His daughter received free lunches since kindergarten thanks to the state's Lunch Protection Act passed in 2008 that allows any student who qualifies for the federal free or reduced lunch program to get it for free.

"That does add up, and some of our families are on tight budgets and while two dollars may not sound like a lot to one family, it is a lot to another family," Samantha Briggs, Director of Communications for Widefield School District 3.

And Adams isn't alone.

45 percent of the middle school students alone in District 3 are already on the free or reduced lunch program.

"It is a high number so we do have a lot of families in need and truly, we wish we could feed all students for free," Briggs said. "We think the more children we can feed, the better."

The bill has bipartisan support. It was introduced by a fiscally conservative republican senator from Colorado Springs. 

"Students who have school lunch perform better, have fewer discipline problems and their attendance rates are higher and are completing school for the day," State Sen.
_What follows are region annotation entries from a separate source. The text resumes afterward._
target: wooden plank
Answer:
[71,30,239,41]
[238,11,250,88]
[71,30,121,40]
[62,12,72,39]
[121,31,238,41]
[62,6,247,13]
Bob Gardner (R-Colorado Springs) said.

State Senator Bob Gardner says it would cost about half a million in taxes each year.

"We do have that money this year, that's one of the reasons why we're extending up to the 8th grade," he said. "There are a lot of priorities, it will have to compete with those priorities."

In the end, providing some relief for parents like Adams and more brain food for kids in need.

"Well that helps us out quite a bit since we're on a limited income instead of having to worry about coming up with the money for our lunches," Adams said.

The bill has already made its way through the Senate Education Committee. 

It will head to the Appropriations Committee next, to see if there is room for this in our state budget against other priorities.